A Sephora oficializou a implementação de horários de compras sensoriais em escala global, tornando-se a primeira grande varejista do setor de beleza a adaptar o ambiente de loja para atender clientes neurodiversos. A iniciativa, batizada de 'Quiet Hours', prevê a redução de música ambiente, ajuste na intensidade da iluminação e controle de fragrâncias fortes, elementos que frequentemente atuam como gatilhos sensoriais para pessoas no espectro autista ou com TDAH.

O movimento ocorre após um projeto-piloto bem-sucedido realizado em 32 lojas distribuídas por oito mercados internacionais. Segundo a empresa, a adesão foi positiva tanto entre os consumidores, que relataram uma melhoria significativa na experiência de compra, quanto entre os funcionários, que descreveram o ambiente como menos exaustivo e mais propício para o atendimento.

A busca pela acessibilidade no varejo

A decisão da Sephora não surge de forma isolada, mas reflete uma mudança estrutural na forma como grandes redes de varejo compreendem a jornada do cliente. O design de interiores das lojas, historicamente focado em maximizar o impacto visual e sensorial para estimular o consumo impulsivo, começa a ser questionado sob a ótica da neurodiversidade. A colaboração com agências especializadas, como a Open Inclusion e a Purposeful Futures, permitiu à marca mapear quais elementos físicos do ambiente de varejo representam as maiores barreiras de entrada para esse público.

Ao priorizar a redução de ruídos e estímulos visuais, a Sephora sinaliza que a inclusão deixou de ser uma pauta apenas de marketing para se tornar um diferencial operacional. O objetivo central é transformar o espaço físico em um ambiente acolhedor, onde a permanência do cliente não seja limitada pelo desconforto sensorial. A estratégia reforça o compromisso da marca em alinhar sua operação global a padrões de acessibilidade mais rigorosos, reconhecendo que o varejo de luxo e beleza pode ser excludente por natureza.

O efeito cascata de um novo padrão

A adoção de horários silenciosos por grandes redes como o Walmart, que iniciou a prática com horários dedicados em suas unidades nos Estados Unidos, pavimentou o caminho para que outros setores adotassem medidas semelhantes.
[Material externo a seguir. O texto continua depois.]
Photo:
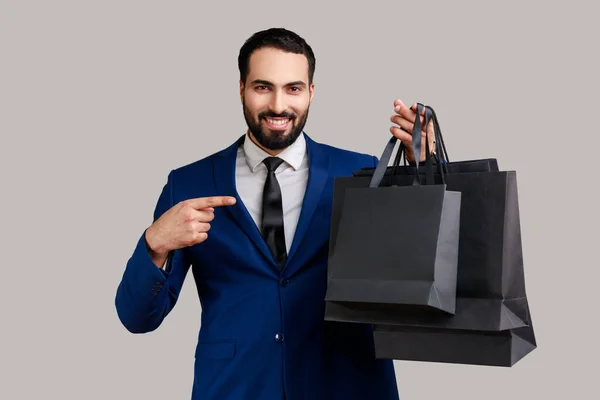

Desde redes de entretenimento, como a Chuck E. Cheese, até cadeias de cinemas como a AMC, a tendência aponta para uma padronização do atendimento sensível à neurodiversidade. Para o mercado, o impacto é direto: a ampliação do público-alvo e o aumento da fidelidade de clientes que, anteriormente, evitavam a experiência de compra presencial devido à sobrecarga sensorial.

Além disso, os dados da própria Sephora sugerem que a iniciativa beneficia uma parcela muito maior dos consumidores do que apenas o público neurodivergente. Cerca de 90% dos clientes entrevistados pela empresa consideraram que as alterações tornam a loja mais acolhedora, independentemente de suas necessidades específicas. Isso indica que a acessibilidade, quando bem aplicada, eleva o padrão de conforto de toda a base de consumidores, funcionando como um benefício sistêmico para a marca.

Desafios operacionais e a escala global

Embora a iniciativa seja vista como um avanço, a implementação em escala global impõe desafios logísticos e de treinamento. A Sephora ainda não divulgou um cronograma detalhado ou uma frequência fixa para essas horas silenciosas, o que levanta questões sobre a consistência da experiência para o consumidor em diferentes países. A eficácia da medida dependerá da capacidade da empresa em capacitar seus consultores de beleza para lidar com as nuances desse atendimento, garantindo que a mudança de ambiente não comprometa o padrão de serviço esperado.

Vale observar como a rede adaptará essas diretrizes em mercados com culturas de varejo distintas, onde a intensidade sensorial é, muitas vezes, parte intrínseca do modelo de negócio. A escalabilidade da proposta será o grande teste para saber se a Sephora conseguirá manter uma experiência uniforme enquanto atende às demandas locais de acessibilidade.

O cenário futuro aponta para uma maior pressão sobre o setor de varejo para que a inclusão seja integrada ao projeto arquitetônico das lojas, e não apenas tratada como uma adaptação temporária de horários. A forma como a Sephora gerenciará o feedback contínuo de seus clientes e funcionários determinará se essa prática se tornará o novo padrão de ouro para o setor de beleza.